The shifting definition of self-sufficiency

Premier Graham has a commentary in the three big English papers today discussing his first two years in office. In the spirit of this blog’s propensity for number crunching, we check some of the Premier’s numbers:

He says there are 15,700 more people working in the last two years. That is correct. From the Labour Force Survey -In August 2008, there were 366,500 people employed in New Brunswick. In August 2006, there were 350,200. The problem is 2007 was a jobs humdinger but 2008 is much more problematic.

In December 2007, there were 366,900 seasonally adjusted people working in New Brunswick (that filters out seasonal work) and in August 2008 there were 366,500. We are, I believe, the only province in Canada to register a jobs loss in 2008.

He also has some definitions regarding self-sufficiency:

“Self-sufficiency means that through our individual skills and through hard work, each of us has the opportunity to create the kind of life we want, right here in New Brunswick”.

But he does say:

“A self-sufficient New Brunswick will be a place where we shape our own destiny. For the province, that means lowering our dependence on equalization, creating more of our own revenues here at home and being a strong partner in the Canadian federation.”

That’s a far cry from eliminating equalization by 2026 – the statement that has been thrown around a lot but seems to be disintegrating a bit. In the past two budgets, Equalization funding has gone up and will likely go up for at least the next 203 years according to estimates.

Last point here. He says:

“There are capital projects underway and on the horizon that could create more than 30,000 new jobs, billions of dollars in provincial tax revenues and up to $44 billion in new investments in New Brunswick. Our government is making the necessary investments in infrastructure and in our workforce to ensure we can capitalize on this potential.”

This is what concerns me the most and has for months. Those 30,000 jobs are temporary – only about 3-4 thousand will stay around after the construction of those energy projects – by the government’s own reckoning.

Do you remember the boom after the original Lepreau/Refinery developments? How about the miniboom while the Confederation Bridge was being constructed? How about all those jobs from the twinning of the TransCanada highway?

Even if the energy projects go ahead – I would be far more interested to hear what is being done to grow other sectors of the economy in New Brunswick. The energy projects will be based on private sector business plans and will go ahead or not – with limited government effort.

What I am interested to see is where our government is planning to invest tax dollars to create economic development oportunity beyond the energy file.
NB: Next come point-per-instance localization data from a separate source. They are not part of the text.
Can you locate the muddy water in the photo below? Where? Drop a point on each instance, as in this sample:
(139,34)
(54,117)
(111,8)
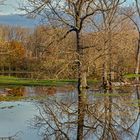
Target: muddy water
(59,113)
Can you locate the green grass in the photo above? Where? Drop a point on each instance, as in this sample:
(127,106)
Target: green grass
(6,80)
(131,75)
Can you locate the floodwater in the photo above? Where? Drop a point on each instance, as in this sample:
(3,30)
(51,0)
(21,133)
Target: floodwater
(49,113)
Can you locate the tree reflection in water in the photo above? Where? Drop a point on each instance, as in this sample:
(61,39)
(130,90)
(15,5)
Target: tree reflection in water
(108,116)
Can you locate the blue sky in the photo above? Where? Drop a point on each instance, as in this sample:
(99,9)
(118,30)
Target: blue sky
(10,7)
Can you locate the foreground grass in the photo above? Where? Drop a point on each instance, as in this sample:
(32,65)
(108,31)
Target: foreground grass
(131,75)
(6,80)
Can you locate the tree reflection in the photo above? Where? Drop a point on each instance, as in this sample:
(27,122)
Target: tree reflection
(107,117)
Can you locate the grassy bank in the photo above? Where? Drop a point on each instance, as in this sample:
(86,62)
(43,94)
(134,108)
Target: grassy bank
(131,75)
(6,80)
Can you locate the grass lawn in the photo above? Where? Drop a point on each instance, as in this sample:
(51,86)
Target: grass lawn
(6,80)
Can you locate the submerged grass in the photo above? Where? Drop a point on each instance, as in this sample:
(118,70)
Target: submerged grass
(110,94)
(6,80)
(131,75)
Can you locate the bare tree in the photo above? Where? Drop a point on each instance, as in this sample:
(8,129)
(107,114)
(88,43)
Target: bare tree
(72,14)
(133,13)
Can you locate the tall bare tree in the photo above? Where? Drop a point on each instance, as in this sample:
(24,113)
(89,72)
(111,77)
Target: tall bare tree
(73,15)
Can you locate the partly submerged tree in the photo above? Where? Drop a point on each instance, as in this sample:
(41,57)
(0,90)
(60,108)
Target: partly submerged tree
(74,16)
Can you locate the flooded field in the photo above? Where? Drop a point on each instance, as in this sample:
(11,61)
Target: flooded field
(49,113)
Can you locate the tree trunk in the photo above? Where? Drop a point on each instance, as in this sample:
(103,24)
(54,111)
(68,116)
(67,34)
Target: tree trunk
(82,70)
(138,61)
(82,101)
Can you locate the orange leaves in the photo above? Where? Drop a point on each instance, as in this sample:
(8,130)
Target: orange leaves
(17,50)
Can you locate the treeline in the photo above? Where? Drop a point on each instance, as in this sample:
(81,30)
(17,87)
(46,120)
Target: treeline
(43,52)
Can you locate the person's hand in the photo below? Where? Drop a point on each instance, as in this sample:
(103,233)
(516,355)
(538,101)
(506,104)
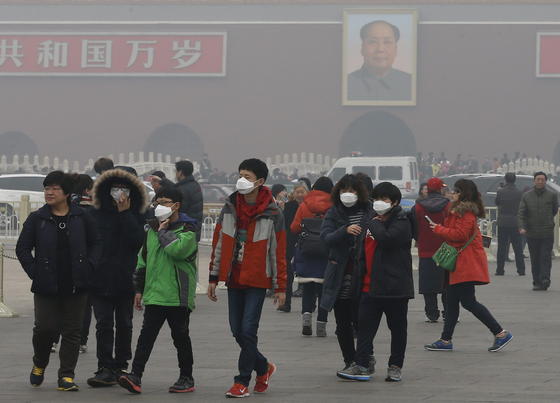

And we haven’t seen much of that yet.

You could have a situation whereby in 2026 you could have a new refinery and a new nuclear plant and less jobs than we have today across New Brunswick. If the call centre industry starts to drop in employment. If tourism remains tepid or declines. If the forestry sector remains the same or drops and if the 10s of millions of salaries generated from New Brunswick workers in Alberta dries up – you could literally see some serious economic problems by 2026.